Una mañana venía de la calle Larios, donde había estado mirando absorto varios escaparates de tiendas de moda y, como cada vez que volvía de una escapada, se paró en el que más le gustaba, el de una joyería inundada de relojes situada a escasos veinte metros de la cafetería. Podía pasarse horas contemplando aquellos pequeños prodigios de la ingeniería. Los había de todas las formas y colores. Los que más le gustaban eran los Sanyo deportivos, con cuantas más esferas y contadores mejor. Estaba observando un reloj nuevo que habían traído hacía pocos días, cuando la vio entrar. Iba de la mano de la que parecía ser su madre, una mujer de unos cincuenta años muy bien vestida y con aires orientales. Era la niña más preciosa que jamás había visto. Tenía una piel demasiado morena para ser española. Javier no sabía mucho de geografía, pero sí sabía que ese moreno que esa niña lucía no provenía de tomar el sol en la playa. Lucía un pelo muy oscuro, liso, de un color negro azabache, unos ojos grandes y redondos con las pupilas de color marrón muy intenso. La boca fue lo que más le impresionó, de unos labios carnosos, sin ser demasiado grandes, adornados por una dentadura literalmente perfecta, con dientes blancos como la leche.

Estuvieron aquellas dos damas largo rato hablando con el dependiente hasta que compraron lo que a Javier le pareció eran unos pendientes de plata.

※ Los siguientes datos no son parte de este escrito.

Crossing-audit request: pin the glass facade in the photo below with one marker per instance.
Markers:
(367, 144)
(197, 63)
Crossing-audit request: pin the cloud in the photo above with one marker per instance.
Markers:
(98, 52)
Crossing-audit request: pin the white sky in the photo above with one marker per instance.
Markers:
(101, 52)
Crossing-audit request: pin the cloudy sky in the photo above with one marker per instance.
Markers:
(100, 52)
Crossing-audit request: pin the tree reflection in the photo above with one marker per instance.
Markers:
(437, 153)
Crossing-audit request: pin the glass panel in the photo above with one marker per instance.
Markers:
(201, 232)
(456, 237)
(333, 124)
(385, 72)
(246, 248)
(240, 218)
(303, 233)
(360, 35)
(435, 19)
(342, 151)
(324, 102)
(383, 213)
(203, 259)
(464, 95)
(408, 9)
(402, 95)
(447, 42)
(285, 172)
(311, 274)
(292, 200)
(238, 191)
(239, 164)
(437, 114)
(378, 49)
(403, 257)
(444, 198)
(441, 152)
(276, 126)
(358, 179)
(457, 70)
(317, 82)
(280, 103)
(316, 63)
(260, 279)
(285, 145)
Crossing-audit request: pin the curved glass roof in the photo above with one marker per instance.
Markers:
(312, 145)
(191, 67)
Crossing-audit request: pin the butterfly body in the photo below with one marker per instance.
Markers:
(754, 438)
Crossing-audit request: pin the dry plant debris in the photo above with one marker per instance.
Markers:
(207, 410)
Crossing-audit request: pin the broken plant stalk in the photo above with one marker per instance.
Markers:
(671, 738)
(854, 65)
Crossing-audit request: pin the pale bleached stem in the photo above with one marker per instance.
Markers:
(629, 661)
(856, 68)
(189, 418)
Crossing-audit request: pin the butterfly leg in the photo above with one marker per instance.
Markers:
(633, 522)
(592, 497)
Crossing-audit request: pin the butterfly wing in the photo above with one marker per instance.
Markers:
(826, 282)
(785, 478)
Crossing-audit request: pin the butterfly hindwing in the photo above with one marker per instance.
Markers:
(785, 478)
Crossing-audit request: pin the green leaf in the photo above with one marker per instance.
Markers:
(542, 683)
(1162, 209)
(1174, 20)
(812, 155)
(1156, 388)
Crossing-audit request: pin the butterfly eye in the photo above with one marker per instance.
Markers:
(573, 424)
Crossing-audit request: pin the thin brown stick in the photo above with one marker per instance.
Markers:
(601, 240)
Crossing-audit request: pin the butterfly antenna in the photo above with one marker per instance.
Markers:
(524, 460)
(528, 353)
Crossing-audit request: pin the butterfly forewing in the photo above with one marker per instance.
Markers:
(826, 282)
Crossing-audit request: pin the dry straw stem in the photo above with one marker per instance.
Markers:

Salieron del local y la niña, dándose cuenta de que aquel jovenzuelo no le había quitado ojo de encima, le dedicó la mejor de sus sonrisas, como la princesa que sonríe saludando condescendiente para con la plebe. Cuál no fue la sorpresa de Javier cuando contempló metros atrás como madre e hija fueron a dar con sus cuerpos en los asientos de una gran mesa situada en la terraza del café. La vida de Javier viró radicalmente. Pasó de odiar los viernes y traumatizarse cada vez que llegaba el fin de semana, a desear con todas sus fuerzas que asomase, contando los días y las horas, hasta que aterrizase el domingo para ver a aquella pequeña princesita.

Uno de aquellos domingos Javier se encontraba hablando con Carmen, una maravillosa anciana ciega que se encontraba siempre sentada en los servicios de la cafetería cobrando el ínfimo canon a los clientes por entrar a los servicios a utilizarlos. Esta cafetería era la única, probablemente, de Málaga donde se cobraba por entrar al aseo. Aquella tradición, muy típica en Francia, no se había instaurado en Málaga. Carmen solía contarle historias de su juventud mezcladas con dosis de fantasía que sabía que a los niños les encantaban. Javier disfrutaba escuchando a aquella anciana que podía ser su abuela explicando cuánta hambre había pasado en la posguerra, qué fue de aquel amor al cual le perdió la pista durante la guerra civil o cualquier otra vicisitud que le hubiera acontecido.

Enfrascada en una de aquellas fábulas con moralejas aleccionadoras para aquel chico estaba, cuando apareció aquella niña preciosa. Se apostó junto a Javier y se dispuso a escuchar. Allí empezó una maravillosa historia de amor entre dos chiquillos que, sin tener nada en común, fueron conociéndose al albur de las narraciones de aquella carismática anciana. Pasaron los años y fueron creciendo entre juegos, en los que hacían de detectives siguiendo los pasos de sus ídolos: Los cinco, de Enyd Blyton. Iban descubriendo auténticas conspiraciones mafiosas de casi todos los comerciantes de Calle Larios, no sin olvidarse de las callejuelas paralelas. Una de esas mañanas, con catorce años de edad, fue Javier quien le declaró su amor. Era un tema que ambos sabían, pero que nunca habían tocado, salvo alguna mañana años atrás en que habían jugado a los matrimonios. Desde entonces, fueron inseparables.